Dünya Altın Konseyi ile Türkiye Altın Madencileri Derneği tarafından Ankara’da gerçekleştirilen toplantıda sürdürülebilir ve sorumlu madencilik prensiplerinin uygulamaları konusunda dünyada gelinen son nokta ele alındı.
Madencilik sektöründeki çeşitli kesimlerden çok sayıda temsilcinin yer aldığı etkinliğin açılış konuşmasını yapan Altın Madencileri Derneği Genel Başkanı Mehmet Yılmaz, Türkiye’de altın madenciliği ve altın rafinasyonunun dünya standartlarında yürütüldüğünü belirtti.
Yılmaz; insan hakları, iş güvenliği, çevre yönetimi, doğaya yeniden kazandırma uygulamaları, kırsal kalkınmaya destek ve finansal şeffaflık alanlarında sorumlu altın madenciliği ilkelerine uyum sağlamanın önemine işaret etti.
Türkiye’nin yer altı kaynakları açısından dünyanın en zengin ülkeleri arasında yer aldığını vurgulayan Yılmaz, “Ancak bu bilgi tek başına bir anlam ifade etmiyor. Bu kaynakları gün yüzüne çıkarmanın ve ülke ekonomisine kazandırmanın yolu madencilikten geçiyor. Altın birikimi ve yatırımı yapmayı seven bir toplum olarak Türkiye’nin sadece altın tüketiminde yıllık ortalama ihtiyacı yaklaşık 200 tonu bulurken buna karşın üretim düzeyimiz mevcut durumda 40 ton seviyesinde kalmaktadır. Ülkemizdeki altın kaynağı potansiyelinin ise 6 bin 500 ton düzeyinde olduğu akademik çalışmalar neticesinde ortaya konulmuştur. Bu potansiyel doğrultusunda ekonomik açıdan kendi ihtiyacımızın tamamını üretmeye odaklanmak akılcı bir yaklaşım olacaktır” değerlendirmesinde bulundu.

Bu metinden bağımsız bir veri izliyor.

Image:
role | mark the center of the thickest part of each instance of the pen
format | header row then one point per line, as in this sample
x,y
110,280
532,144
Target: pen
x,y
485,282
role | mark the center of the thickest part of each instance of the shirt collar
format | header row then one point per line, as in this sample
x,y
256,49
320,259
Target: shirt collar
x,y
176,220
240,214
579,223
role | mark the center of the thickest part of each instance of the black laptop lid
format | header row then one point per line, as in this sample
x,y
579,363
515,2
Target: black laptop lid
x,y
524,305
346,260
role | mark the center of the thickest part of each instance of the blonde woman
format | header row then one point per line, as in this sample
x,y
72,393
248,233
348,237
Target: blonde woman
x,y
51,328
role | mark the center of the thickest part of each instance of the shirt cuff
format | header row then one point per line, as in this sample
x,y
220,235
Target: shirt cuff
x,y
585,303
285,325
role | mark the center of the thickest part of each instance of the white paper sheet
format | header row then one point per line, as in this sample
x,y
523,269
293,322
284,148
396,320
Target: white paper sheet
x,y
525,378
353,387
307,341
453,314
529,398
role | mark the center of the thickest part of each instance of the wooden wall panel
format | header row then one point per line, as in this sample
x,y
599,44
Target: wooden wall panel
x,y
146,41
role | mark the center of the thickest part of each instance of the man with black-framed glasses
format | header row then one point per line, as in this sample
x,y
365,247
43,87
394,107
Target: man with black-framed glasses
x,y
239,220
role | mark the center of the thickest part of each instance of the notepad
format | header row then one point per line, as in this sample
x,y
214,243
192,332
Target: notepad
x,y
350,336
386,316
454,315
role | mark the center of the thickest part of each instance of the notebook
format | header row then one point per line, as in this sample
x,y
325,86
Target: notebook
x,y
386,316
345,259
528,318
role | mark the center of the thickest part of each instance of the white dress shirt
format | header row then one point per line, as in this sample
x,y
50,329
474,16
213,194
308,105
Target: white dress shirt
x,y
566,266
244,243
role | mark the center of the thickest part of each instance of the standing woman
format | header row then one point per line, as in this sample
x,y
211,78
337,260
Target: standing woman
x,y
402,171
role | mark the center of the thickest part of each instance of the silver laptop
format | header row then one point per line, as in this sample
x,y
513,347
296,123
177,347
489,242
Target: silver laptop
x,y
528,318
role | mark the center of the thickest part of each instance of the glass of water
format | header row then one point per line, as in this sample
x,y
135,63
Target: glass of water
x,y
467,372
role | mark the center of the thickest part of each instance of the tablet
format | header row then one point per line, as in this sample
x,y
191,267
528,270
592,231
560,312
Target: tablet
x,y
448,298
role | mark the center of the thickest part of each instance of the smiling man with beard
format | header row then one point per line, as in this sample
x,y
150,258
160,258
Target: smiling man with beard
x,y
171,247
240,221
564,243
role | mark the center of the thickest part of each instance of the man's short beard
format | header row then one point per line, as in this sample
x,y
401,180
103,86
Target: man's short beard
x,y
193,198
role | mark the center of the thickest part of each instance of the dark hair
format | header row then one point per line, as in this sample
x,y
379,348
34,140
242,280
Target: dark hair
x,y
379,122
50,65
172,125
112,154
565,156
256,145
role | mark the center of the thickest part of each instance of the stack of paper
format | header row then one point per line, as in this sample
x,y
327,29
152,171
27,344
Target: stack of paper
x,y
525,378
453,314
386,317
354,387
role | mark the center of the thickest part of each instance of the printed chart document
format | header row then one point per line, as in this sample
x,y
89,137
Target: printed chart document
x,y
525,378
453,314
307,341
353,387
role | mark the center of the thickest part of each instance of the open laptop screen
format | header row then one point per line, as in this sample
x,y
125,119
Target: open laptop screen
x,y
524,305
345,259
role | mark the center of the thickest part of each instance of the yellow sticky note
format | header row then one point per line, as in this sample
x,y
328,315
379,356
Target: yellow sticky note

Yılmaz, Türkiye’nin yılda 160 ton altın ithal ettiğini anımsatarak, “Eğer koşullar ve sektörün ortaya çıkarttığı projelerin ileriye doğru gitmesi mümkün kılınırsa, biz Türkiye’de yılda 100 ton altın üretilebileceğine gerçekten inanıyoruz” dedi.

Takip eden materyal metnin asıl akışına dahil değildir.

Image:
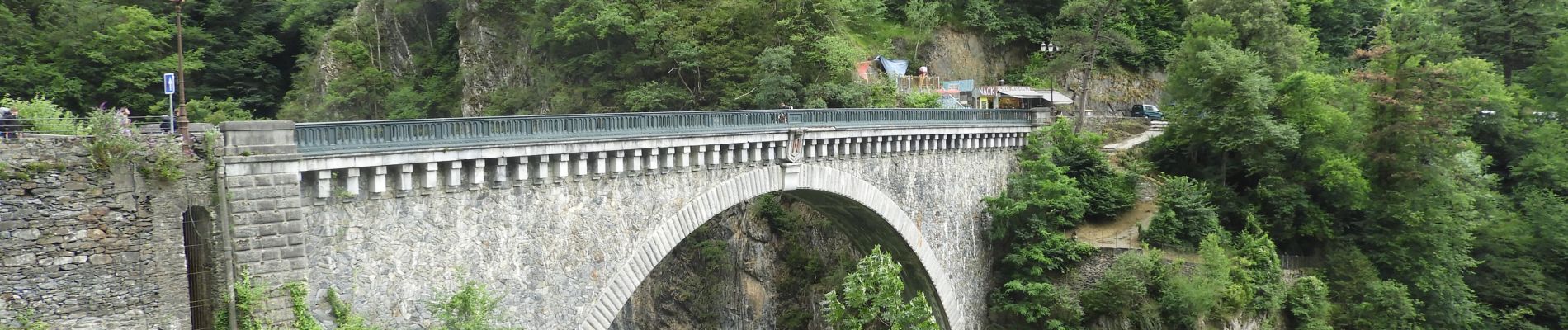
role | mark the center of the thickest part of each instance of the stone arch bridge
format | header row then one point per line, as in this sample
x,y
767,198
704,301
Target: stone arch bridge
x,y
564,216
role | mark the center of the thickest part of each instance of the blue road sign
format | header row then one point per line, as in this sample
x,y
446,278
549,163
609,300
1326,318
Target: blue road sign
x,y
168,83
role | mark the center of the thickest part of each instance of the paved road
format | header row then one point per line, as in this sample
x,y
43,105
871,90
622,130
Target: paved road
x,y
1132,141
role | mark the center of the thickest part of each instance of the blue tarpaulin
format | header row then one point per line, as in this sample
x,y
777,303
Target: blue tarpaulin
x,y
960,85
894,68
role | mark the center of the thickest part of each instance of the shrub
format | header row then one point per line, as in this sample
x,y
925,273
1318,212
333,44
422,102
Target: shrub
x,y
110,146
217,111
1123,290
1186,213
344,316
470,309
874,295
43,116
1306,304
301,310
167,160
923,101
1109,195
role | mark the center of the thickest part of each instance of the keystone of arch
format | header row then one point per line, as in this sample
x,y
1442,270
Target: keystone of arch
x,y
648,251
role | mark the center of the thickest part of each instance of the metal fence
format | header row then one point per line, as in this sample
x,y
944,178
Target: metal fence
x,y
423,134
46,127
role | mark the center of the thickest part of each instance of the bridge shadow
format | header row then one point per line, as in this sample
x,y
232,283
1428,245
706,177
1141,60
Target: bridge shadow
x,y
858,209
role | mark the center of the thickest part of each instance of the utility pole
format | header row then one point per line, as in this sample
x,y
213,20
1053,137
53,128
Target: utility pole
x,y
182,122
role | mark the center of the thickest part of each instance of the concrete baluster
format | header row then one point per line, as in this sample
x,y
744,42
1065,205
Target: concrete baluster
x,y
564,166
543,169
686,157
701,157
597,165
378,182
756,153
477,179
653,160
670,158
352,182
730,153
405,182
580,166
432,176
324,183
522,169
745,153
637,162
618,163
454,174
501,169
773,152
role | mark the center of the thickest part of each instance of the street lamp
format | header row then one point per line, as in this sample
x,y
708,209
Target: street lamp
x,y
182,122
1050,47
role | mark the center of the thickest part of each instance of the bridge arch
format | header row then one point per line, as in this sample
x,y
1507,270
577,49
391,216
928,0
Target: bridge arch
x,y
819,186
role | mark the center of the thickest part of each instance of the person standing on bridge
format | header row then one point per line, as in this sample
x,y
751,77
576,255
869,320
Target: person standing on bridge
x,y
10,124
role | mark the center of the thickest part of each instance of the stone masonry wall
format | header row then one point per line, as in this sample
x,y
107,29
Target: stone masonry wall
x,y
942,195
92,249
548,248
261,185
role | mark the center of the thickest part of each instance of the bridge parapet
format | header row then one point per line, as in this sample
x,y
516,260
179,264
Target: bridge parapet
x,y
278,182
397,158
404,174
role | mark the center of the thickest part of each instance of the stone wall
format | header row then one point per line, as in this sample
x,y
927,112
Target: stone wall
x,y
549,249
261,183
92,249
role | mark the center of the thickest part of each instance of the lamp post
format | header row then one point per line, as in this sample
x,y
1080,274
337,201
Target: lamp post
x,y
182,122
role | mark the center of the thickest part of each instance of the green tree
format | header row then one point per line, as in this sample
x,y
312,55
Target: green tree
x,y
1040,199
470,309
217,111
1186,299
1109,191
1085,41
1264,27
775,83
1429,180
1223,129
1306,305
872,298
43,116
1341,27
1186,214
1550,75
1507,31
1128,291
1520,258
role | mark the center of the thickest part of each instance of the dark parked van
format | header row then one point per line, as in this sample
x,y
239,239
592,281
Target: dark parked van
x,y
1146,111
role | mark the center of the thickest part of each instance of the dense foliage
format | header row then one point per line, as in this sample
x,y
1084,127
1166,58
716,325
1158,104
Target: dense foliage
x,y
872,298
1415,163
1415,144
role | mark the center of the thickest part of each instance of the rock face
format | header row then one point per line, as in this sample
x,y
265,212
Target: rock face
x,y
92,249
548,249
747,270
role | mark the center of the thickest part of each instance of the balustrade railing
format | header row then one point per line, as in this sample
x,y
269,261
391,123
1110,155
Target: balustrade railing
x,y
423,134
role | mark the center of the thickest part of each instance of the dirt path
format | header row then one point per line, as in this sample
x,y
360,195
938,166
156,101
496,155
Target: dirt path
x,y
1132,141
1120,233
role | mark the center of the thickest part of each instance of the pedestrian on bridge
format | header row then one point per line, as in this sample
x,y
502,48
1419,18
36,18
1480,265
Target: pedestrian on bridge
x,y
10,124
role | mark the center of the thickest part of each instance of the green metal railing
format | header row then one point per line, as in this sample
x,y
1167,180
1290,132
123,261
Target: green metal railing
x,y
319,138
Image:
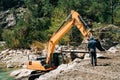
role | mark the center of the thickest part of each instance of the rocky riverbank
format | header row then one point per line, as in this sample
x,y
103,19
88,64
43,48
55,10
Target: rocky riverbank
x,y
79,68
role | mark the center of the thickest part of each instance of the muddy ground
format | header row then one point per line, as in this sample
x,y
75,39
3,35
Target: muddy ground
x,y
108,68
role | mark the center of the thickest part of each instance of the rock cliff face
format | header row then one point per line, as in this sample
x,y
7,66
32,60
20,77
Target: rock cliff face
x,y
9,17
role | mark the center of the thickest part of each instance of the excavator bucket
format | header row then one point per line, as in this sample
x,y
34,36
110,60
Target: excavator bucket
x,y
99,46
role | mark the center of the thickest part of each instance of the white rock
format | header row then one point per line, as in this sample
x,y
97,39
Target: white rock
x,y
113,50
87,56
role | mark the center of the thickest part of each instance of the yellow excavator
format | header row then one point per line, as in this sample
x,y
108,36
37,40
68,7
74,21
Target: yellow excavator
x,y
52,59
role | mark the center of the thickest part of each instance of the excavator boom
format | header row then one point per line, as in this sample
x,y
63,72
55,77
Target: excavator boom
x,y
75,19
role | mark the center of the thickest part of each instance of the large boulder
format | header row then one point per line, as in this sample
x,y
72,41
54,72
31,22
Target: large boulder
x,y
109,36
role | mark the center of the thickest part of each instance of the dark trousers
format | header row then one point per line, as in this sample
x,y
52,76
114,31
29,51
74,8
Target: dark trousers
x,y
93,58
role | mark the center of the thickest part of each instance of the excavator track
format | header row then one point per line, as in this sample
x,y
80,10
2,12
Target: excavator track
x,y
35,74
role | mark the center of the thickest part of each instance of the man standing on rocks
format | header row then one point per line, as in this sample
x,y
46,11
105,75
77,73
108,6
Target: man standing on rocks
x,y
92,44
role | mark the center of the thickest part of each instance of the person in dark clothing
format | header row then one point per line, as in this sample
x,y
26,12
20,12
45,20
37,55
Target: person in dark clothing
x,y
92,44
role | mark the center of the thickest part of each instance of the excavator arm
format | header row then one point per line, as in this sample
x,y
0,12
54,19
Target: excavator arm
x,y
73,19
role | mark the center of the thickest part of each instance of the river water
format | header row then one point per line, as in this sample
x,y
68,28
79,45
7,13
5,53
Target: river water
x,y
4,74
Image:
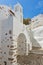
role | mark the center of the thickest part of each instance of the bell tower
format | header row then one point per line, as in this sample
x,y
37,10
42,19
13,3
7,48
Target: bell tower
x,y
19,12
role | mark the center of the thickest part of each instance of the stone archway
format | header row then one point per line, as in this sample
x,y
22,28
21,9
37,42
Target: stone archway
x,y
21,44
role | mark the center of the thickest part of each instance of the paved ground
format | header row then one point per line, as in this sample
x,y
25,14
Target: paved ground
x,y
31,59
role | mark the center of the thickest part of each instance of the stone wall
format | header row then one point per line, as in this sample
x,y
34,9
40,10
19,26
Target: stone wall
x,y
31,59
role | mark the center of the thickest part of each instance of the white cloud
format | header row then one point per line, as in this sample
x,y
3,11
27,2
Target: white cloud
x,y
40,4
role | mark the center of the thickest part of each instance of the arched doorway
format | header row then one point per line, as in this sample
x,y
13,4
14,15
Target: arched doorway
x,y
21,44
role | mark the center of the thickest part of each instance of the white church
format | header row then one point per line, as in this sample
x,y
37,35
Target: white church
x,y
17,38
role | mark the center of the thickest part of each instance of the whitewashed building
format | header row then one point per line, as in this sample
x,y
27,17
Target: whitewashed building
x,y
36,34
14,38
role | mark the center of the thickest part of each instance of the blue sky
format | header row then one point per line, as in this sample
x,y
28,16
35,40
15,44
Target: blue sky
x,y
31,8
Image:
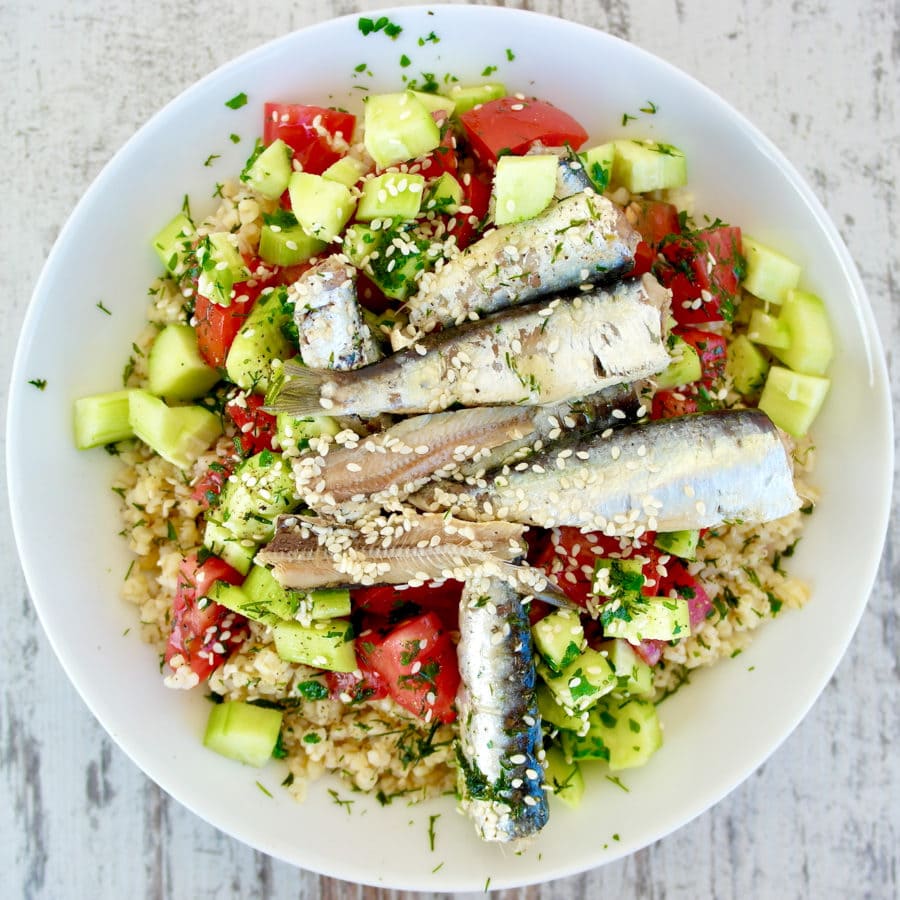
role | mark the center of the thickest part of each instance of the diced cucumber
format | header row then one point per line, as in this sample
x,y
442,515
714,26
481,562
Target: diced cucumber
x,y
260,341
325,645
266,595
770,275
346,171
175,369
767,330
474,95
746,365
179,434
270,171
523,186
435,102
793,400
564,777
598,163
633,676
321,206
221,267
651,619
102,419
243,731
810,346
582,683
398,127
559,638
552,713
641,166
292,432
445,195
684,367
678,543
394,195
174,242
222,543
260,489
283,242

Sürdürülebilirlik kavramının diğer endüstriyel faaliyetler gibi madencilik sektörü için de önemli olduğuna aktaran Yılmaz, şöyle devam etti:
“Bildiğiniz üzere dünya, eşitsizlikler ve iklim değişikliği de dahil olmak üzere birçok zorlukla karsı karşıya kalmış durumdadır. Bu zorluklardan yola çıkarak Birleşmiş Milletler (BM), 2030’a kadar herkes adına daha adil, daha temiz bir gelecek sağlamak için 17 sürdürülebilir kalkınma hedefi belirlemiştir. Altın madenciliği endüstrisinin madenler sayesinde sağlanan refahı, belirlenen bu sürdürülebilir kalkınma hedeflerini ve insani gelişmeyi desteklemek için kullanmak gibi bir sorumluluğu söz konusudur. Hepimiz sorumlu bir şekilde yürütülen altın madenciliğinin sürdürülebilir kalkınmayı desteklemede önemli bir rol oynadığına inanıyoruz.”